Loss functions¶
Standard supervised¶
supervised_loss(criterion)
¶
Make a loss_fn(model, batch) for HessianOperator from a (input, target) criterion.
Source code in hessian_eigenthings/loss_fns/standard.py
supervised_forward(model, batch)
¶
The forward_fn for GGNOperator on a (input, target) batch: returns model(input).
Source code in hessian_eigenthings/loss_fns/standard.py
supervised_loss_of_output(criterion)
¶
Make a loss_of_output_fn for GGNOperator from a (output, target) criterion.
Source code in hessian_eigenthings/loss_fns/standard.py
supervised_per_sample_loss(criterion)
¶
Make a per_sample_loss_fn for EmpiricalFisherOperator.

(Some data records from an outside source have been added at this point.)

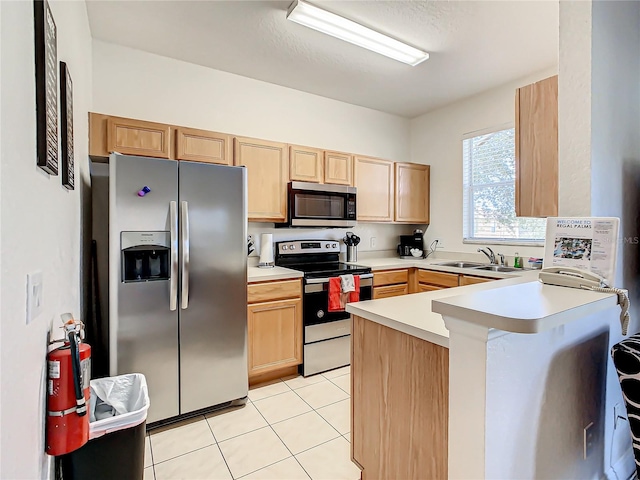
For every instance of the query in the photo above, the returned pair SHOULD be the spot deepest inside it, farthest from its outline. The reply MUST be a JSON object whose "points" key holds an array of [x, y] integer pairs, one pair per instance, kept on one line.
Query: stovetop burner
{"points": [[319, 269], [316, 258]]}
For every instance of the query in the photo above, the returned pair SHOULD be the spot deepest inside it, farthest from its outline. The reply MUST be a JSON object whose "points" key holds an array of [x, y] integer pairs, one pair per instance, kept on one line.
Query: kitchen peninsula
{"points": [[493, 380]]}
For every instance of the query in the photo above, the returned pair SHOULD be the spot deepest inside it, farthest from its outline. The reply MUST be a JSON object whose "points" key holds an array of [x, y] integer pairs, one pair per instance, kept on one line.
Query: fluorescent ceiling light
{"points": [[352, 32]]}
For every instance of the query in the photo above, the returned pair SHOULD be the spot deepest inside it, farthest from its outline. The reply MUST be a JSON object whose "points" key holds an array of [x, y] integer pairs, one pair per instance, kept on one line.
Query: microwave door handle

The criterion is called on
a single un-batched sample after vmap strips the batch dimension.
Source code in hessian_eigenthings/loss_fns/standard.py
HuggingFace Transformers¶
hf_lm_loss()
¶
For autoregressive LMs: loss_fn(model, batch) calls model(**batch).loss.
The batch must include labels so HF computes the loss internally; for causal LMs
that's typically labels=input_ids (with the standard internal shift).
Source code in hessian_eigenthings/loss_fns/huggingface.py
hf_seq2seq_loss()
¶
For seq2seq models (e.g. T5/BART) that compute the decoder cross-entropy internally.
hf_lm_forward()
¶
forward_fn for GGNOperator on an HF causal LM: returns logits (no loss).
Source code in hessian_eigenthings/loss_fns/huggingface.py
hf_lm_loss_of_output()
¶
loss_of_output_fn for GGNOperator on an HF causal LM: standard shifted CE on logits and labels.
The returned callable carries a .hvp(output, batch, u) method holding the
closed-form loss-Hessian-vector product for mean-reduced cross-entropy with
softmax: H @ u = (p * u - p * (p · u)) / n per non-ignored position,
where p = softmax(logits) and n is the count of non-ignored positions.
GGNOperator picks this up automatically and skips the autograd
double-backward.
Source code in hessian_eigenthings/loss_fns/huggingface.py
TransformerLens¶
tlens_loss()
¶
For TLens HookedTransformer: loss_fn(model, tokens) = model(tokens, return_type='loss').
Source code in hessian_eigenthings/loss_fns/transformer_lens.py
tlens_forward()
¶
forward_fn for GGNOperator: returns the model's logits.
Source code in hessian_eigenthings/loss_fns/transformer_lens.py
tlens_loss_of_output()
¶
loss_of_output_fn for GGNOperator: shifted CE on the TLens logits/tokens.